Renting worked for me. Renting was “accommodation as a service.” I like most things “as a service.” Let someone else deal with the heavy lifting while I live my life. It’s especially good in countries around Europe and some other places where there’s rent control and multi-generational tenancy agreements. More of that! It just seems a better model for city living, and I would only ever live in a city. Although I can understand the appeal for those who want to own a house in the country, especially those who enjoy working on the house too. That’s different, that’s a hobby/passion/pastime.

As many suggested, I could have bought property purely for investment purposes. Rented it out, become a landlord. I’ve known some great landlords, so no offence — but no. It just sounds wrong. Time Lord? Sure. Landlord, no way. Also it feels strange to have people living in a place and considering it their home… except it’s really mine… no, really the bank owns it. What a weird game. The banks own most people’s homes. It’s all bonkers.

So a few years went by. My income and savings grew. I put them in index funds and suchlike. Boring slow growth instruments. I’d learned about all that too. No speculating or day trading for me. I kept a hefty portion “liquid”, waiting. In case I woke up one morning having had the dream of home ownership, running to the local estate agents in my paisley pyjamas and slippers waving a wad of cash. It didn’t happen.

Then in April 2022 I stopped working. Or rather I stopped doing paid work, my income went to 0. Not forever, just for a while. I went off travelling and a portion of that liquid chunk came in handy, just being there “on tap.” I’m sure by this point, even if I had bought a place I’d still have been able to go off travelling. But I’d have needed to keep up with the mortgage payments, which I could have covered from my savings. So I’d be more invested in property than in stock funds. I won’t work out which is better here, but suffice to say I’m happy with my choices.

Except, being back in the UK now, I didn’t get to come back to “my place.” Technically homeless. If I’d had a place maybe there would have been tenants living in it? In any case, I’m thinking of renting again but hedging my bets, so short term to begin with.

Thoughts of home ownership are creeping back in, at least having a “base.” Somewhere I can come back to now and then.

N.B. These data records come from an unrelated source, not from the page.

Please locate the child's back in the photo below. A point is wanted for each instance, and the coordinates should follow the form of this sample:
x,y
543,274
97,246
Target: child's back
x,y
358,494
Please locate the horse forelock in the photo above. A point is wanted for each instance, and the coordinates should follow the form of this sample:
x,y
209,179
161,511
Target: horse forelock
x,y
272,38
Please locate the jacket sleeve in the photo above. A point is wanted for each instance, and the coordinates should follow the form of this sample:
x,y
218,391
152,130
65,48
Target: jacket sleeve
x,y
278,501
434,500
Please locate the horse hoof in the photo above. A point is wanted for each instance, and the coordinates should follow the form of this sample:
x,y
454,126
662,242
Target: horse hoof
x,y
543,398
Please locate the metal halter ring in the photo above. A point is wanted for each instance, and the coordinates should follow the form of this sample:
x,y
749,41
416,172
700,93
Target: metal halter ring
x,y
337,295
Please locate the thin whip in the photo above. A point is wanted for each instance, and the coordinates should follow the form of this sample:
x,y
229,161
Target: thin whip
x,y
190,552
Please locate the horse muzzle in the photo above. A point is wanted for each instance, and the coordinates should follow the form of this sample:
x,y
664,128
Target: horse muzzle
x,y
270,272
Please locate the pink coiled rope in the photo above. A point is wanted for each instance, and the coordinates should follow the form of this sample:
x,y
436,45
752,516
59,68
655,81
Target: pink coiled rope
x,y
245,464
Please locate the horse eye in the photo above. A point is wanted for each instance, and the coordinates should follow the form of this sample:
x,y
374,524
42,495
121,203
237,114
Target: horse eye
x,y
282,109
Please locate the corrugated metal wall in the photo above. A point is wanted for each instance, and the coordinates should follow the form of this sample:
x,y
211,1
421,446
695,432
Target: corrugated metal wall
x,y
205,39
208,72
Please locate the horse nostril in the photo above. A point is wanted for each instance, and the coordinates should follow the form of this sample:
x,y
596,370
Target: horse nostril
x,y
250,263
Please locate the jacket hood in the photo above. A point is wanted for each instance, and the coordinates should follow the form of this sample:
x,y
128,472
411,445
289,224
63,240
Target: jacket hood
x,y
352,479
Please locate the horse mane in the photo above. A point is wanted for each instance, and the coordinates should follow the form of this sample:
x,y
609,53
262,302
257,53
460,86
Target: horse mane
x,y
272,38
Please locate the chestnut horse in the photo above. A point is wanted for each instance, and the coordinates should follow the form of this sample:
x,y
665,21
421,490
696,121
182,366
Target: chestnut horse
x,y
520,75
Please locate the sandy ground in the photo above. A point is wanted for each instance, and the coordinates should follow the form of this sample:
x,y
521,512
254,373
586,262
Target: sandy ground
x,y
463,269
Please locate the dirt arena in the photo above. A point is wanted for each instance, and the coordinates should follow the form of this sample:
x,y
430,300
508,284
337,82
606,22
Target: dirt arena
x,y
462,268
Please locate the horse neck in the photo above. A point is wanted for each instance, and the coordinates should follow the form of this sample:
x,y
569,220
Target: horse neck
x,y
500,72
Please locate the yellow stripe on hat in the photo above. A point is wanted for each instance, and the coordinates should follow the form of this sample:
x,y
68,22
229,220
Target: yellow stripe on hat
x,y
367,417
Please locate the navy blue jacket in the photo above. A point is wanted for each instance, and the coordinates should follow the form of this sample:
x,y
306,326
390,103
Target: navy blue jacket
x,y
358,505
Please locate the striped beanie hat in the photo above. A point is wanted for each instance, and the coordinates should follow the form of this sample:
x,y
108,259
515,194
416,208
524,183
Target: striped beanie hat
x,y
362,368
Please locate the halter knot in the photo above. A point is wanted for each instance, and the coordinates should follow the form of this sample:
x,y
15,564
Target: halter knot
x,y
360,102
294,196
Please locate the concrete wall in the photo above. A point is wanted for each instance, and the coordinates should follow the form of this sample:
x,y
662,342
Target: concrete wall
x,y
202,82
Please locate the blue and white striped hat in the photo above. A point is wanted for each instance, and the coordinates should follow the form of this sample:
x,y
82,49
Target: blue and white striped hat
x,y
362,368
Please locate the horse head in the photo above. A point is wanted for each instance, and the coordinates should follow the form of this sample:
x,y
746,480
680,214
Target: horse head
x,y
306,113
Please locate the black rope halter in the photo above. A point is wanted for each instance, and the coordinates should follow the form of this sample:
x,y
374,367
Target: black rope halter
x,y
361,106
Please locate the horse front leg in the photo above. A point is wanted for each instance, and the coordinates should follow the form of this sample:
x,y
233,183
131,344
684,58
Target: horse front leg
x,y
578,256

I love my autonomy and freedom but being this untethered isn’t healthy or sustainable. So I’m starting to understand a little of the appeal of ownership. This is economics, if serviced short term lets were plentiful and closer to local rental prices then I’d be perfectly happy doing that. Unfortunately Airbnbs and similar cost over three times as much as what I was paying in rent for the flat in Pimlico before I left.

So maybe having a fallback, or a “bolthole” would be a good idea. Parts of the UK where a small one bedroom or studio are cheap enough for me to buy with cash. Contingency planning for an older me so I have somewhere to live if all else fails. My mother lives in a council house and when she dies the council will reabsorb it. There is the option to buy that too, through the Right to Buy scheme. But I’d rather not be a part of the problem of destroying the pool of available social housing in this country.

Well I guess I’m at a point where I need to make some decisions. That thing about being a “proper grown up” those people mentioned a few lifetimes ago.

Still haven’t worked through the guilt either. A sort of “survivor guilt” of having “made it”, being “lucky” enough to be in the position that many dream of — of being able to buy a home. I very much keep my mouth shut when friends talk about their mortgage troubles.

Also “buying a home” sounds wrong. You “make a home.”

This all feels like a very “me” problem. It’s a legitimate problem but also feels silly when viewed through the lens of “regular people.”

I’m not regular people. Sorry.

Maybe I’ll just go live on a tiny island.